Малаше дали сто рублей и убрали её из дома, но… недели две спустя, в слезах была прачка Устя, и про поход к губернатору вопила Устина тётка. Ещё через неделю — Груша с деревни, и Грушин отец явился в усадьбу с преогромным колом. С берёзовым-с. Положение становилось серьёзно. Папенька с маменькою, хотя люди достаточные, однако не фабриковали фальшивых бумажек, чтобы с лёгкостью располагать сторублёвками. А их, судя по энергии брата Онисима и обилию крестьянских девиц в околотке, надо было заготовить преогромный запас. Чувствуя себя бессильною пред сыновним фатумом, мамаша продолжала рыдать, проклинать и падать в обмороки, а папаша — курить трубку и рассуждать:
— Что ж поделаешь? Ничего не поделаешь. Закон природы!
И вот тут-то впервые слетел к нам с небеси ангел-избавитель, в лице Клавдии Карловны.
Она тогда всего лишь третий год овдовела и жила строго-строго. Ездила в далёкие монастыри Богу молиться, платья носила тёмных цветов, манеры скромные, из себя — картина. Блондинка, на щеках розы, глаза голубые на выкате, лучистые этакие, рост, фигура, атуры… загляденье! Вот-с, приезжает она к нам, по соседству, в гости-с. Маменька ей, конечно, всю суть души и возрыдала. Клавдия Карловна — ангел она! — большое участие выказала… даже разгорячилась и в румянец взошла.
— Позвольте, — говорит, — Марья Семёновна, покажите мне этого безнравственного молодого человека!
— Ох, — маменька отвечает, — душенька Клавдия Карловна! Мне этого негодяя совестно даже и выводить-то к добрым людям.
Однако, послала за братом Онисимом, Осмотрела его Клавдия Карловна внимательно.
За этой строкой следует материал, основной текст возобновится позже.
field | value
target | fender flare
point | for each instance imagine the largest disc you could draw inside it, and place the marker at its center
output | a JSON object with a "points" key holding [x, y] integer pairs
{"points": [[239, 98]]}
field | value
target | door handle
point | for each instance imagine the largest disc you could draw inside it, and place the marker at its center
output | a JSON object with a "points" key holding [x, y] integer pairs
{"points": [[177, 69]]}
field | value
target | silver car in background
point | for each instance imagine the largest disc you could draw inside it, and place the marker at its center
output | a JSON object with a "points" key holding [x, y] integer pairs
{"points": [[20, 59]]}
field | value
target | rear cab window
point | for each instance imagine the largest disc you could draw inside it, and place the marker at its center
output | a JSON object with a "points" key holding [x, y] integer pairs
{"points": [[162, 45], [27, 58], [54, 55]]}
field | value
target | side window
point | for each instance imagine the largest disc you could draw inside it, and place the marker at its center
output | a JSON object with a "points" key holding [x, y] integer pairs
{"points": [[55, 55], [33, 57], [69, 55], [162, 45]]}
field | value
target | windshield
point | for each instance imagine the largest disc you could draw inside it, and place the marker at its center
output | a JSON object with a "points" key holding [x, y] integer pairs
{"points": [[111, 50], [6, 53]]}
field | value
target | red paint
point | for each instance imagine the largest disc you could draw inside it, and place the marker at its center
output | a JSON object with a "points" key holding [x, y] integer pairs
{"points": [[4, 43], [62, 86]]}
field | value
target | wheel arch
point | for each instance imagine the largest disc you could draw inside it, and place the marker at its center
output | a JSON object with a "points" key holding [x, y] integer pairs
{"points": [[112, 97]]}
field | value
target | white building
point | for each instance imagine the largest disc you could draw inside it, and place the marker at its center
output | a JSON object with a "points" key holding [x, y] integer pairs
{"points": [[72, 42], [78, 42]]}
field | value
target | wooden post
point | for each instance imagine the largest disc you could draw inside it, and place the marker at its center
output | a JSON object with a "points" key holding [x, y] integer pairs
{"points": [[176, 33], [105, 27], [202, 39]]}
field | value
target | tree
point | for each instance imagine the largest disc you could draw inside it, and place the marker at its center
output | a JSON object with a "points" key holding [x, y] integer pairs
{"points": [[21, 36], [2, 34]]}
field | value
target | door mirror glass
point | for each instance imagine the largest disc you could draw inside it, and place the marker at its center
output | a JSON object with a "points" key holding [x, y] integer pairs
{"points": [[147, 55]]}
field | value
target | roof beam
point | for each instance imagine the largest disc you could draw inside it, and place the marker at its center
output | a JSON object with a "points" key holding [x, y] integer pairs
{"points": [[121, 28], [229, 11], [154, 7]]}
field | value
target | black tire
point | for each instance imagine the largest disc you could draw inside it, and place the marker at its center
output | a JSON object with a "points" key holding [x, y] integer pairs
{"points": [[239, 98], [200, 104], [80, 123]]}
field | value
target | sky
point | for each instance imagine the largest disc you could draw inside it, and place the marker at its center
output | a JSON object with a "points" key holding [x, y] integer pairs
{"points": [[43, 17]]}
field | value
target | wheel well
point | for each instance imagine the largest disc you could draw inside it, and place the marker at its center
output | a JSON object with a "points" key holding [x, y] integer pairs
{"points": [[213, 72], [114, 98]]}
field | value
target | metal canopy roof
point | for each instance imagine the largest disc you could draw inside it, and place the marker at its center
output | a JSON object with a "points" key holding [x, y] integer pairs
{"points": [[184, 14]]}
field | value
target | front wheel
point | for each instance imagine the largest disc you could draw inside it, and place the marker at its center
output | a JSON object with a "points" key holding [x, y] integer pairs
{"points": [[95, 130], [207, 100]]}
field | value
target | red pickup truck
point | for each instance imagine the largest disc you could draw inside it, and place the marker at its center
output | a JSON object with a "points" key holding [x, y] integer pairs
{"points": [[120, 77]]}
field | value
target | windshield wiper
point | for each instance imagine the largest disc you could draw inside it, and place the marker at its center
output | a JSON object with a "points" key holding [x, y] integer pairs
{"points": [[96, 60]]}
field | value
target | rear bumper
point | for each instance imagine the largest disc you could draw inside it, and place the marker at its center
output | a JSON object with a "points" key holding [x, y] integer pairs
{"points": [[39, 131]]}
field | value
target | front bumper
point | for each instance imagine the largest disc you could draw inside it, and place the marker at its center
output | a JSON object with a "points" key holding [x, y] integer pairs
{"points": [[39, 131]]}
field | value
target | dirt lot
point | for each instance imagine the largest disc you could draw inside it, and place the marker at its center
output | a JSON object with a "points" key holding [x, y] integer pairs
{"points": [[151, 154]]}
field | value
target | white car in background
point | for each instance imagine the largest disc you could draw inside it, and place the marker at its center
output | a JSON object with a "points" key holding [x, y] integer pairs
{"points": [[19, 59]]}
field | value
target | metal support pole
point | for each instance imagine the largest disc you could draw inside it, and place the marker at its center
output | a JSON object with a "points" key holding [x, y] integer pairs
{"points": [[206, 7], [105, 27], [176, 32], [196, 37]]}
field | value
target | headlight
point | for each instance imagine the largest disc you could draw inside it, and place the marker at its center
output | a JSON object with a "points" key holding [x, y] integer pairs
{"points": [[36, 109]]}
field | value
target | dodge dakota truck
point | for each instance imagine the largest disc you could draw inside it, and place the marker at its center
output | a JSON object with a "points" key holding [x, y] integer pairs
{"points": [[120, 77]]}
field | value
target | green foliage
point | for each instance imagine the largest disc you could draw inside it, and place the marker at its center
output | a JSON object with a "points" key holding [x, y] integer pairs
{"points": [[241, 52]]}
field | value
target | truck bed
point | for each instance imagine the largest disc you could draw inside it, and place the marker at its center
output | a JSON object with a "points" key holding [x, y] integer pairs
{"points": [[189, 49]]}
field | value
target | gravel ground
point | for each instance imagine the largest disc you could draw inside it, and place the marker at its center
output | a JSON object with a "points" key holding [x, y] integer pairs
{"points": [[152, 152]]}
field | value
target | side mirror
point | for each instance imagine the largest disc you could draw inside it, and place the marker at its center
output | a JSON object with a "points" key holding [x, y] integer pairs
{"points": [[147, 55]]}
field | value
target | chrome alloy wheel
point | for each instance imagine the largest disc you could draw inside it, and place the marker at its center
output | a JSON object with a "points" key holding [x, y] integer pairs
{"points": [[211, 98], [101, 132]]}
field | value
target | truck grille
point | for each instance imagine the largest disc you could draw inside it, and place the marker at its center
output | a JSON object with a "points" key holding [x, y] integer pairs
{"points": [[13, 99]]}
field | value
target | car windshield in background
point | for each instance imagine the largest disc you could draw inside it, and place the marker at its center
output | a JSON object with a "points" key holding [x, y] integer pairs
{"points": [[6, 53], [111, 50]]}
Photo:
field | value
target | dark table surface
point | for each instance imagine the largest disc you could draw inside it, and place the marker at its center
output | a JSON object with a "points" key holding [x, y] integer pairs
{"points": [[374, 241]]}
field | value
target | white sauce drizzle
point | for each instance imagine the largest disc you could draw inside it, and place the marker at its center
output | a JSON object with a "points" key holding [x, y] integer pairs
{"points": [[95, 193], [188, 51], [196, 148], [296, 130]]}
Ну, — где учитесь? да любите ли вы своё начальство? да начальство вами довольно ли? да зачем вы огорчаете маменьку? да маменька вам — мать родная… Словом, вся бабья нравоучительная канитель, по порядку, как быть надлежит.
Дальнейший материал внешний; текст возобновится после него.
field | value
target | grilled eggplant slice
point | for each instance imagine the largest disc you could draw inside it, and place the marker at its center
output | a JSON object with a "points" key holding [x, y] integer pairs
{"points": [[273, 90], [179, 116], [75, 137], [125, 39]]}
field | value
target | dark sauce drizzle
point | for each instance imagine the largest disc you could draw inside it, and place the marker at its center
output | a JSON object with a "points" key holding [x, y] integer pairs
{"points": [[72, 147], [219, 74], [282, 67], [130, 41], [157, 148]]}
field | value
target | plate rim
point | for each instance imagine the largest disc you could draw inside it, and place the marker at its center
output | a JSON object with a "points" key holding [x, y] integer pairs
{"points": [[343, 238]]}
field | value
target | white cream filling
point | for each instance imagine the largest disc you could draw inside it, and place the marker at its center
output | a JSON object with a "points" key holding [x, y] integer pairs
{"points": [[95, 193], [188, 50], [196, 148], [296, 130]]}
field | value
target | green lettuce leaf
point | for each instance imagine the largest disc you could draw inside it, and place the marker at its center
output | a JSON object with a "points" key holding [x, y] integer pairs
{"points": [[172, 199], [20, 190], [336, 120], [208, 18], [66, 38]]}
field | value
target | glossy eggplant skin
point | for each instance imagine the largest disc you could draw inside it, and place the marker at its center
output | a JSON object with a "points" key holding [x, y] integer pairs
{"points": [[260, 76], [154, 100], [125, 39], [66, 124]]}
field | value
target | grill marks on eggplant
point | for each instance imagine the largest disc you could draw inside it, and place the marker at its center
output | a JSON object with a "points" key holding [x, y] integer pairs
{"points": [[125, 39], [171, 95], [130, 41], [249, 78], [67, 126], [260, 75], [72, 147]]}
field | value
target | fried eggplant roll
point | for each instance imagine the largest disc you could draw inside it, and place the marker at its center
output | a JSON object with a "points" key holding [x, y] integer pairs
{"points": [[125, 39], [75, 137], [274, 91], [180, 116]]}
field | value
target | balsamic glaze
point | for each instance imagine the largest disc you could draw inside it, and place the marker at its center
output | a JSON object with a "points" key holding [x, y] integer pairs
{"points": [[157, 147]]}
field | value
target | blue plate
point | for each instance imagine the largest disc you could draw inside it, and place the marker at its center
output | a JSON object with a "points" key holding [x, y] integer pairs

Юноша Ергаев опять захихикал.
— Было-с? — кротко обратился к нему Жряхов.
— Как на фотографии! — раскатился тот.
— Отпустили Онисима дамы. Клавдия Карловна и говорит мамаше:
— Что хотите, душечка Марья Семёновна, а он не безнравственный!
— Душечка, безнравственный!
— Ах, не безнравственный!
— Милочка, безнравственный!
— Нет, нет, нет и нет! не поверю, не могу поверить! Быть не может. Такой приятный мальчике, и вдруг безнравственный!
— Душечка, Малашке — сто, да Устюшке сто, да Грушкин отец — с берёзовым колом. Пришлось бы вам кол-то увидать, так поверили б, что безнравственный!
Задумалась Клавдия Карловна и вдруг — с вдохновением этаким, в очах-то голубых:
— Вся эта его безнравственность, — просто налёт! юный налёт — ничего больше! Душечка Марья Семёновна, умоляю вас: не позволяйте ему погибнуть!
Маменька резонно возражает:
— Как ему не позволишь, жеребцу этакому? Уследишь разве? Я человек старый, а он, изверг, шастает — ровно о четырёх копытах.
— Это, — говорит Клавдия Карловна, — всё оттого, что он одичал у вас. Ему надо в обществе тонких чувств вращаться, женское влияние испытать… Так-с? — круто повернулся рассказчик к Ергаеву.
Тот кивнул головою, трясясь от беззвучного смеха.
— Вручите, — говорит, — его, душечка Марья Семёновна, мне! Я вам его спасу! Я образумлю, усовещу! Я чувствую, что могу усовестить! И должна! Должна, как соседка ваша, как друг ваш, как христианка, наконец… Отпустите его ко мне погостить, — я усовещу!
— О, Господи! — простонал Ергаев.
— Хорошо-с. Мамаше что же? Кума с возу, — куму легче. Обрадовалась даже: всё-таки хоть несколько дней детище милое на глазах торчать не будет, да и та надежда есть, — авось, хоть в чужом-то дому не станет безобразить, посовестится… Ну-с, уехал наш дон Жуан с Клавдией Карловной, и след его простыл. Неделя, другая, третья… только — когда уж в корпус надо было ехать, появился дня за три. Ещё больше его ввысь вытянуло, худой стал, баритоном заговорил, а глаза мечтательные этакие и словно как бы с поволокою. У вас совсем не такие! — бросил он Ергаеву.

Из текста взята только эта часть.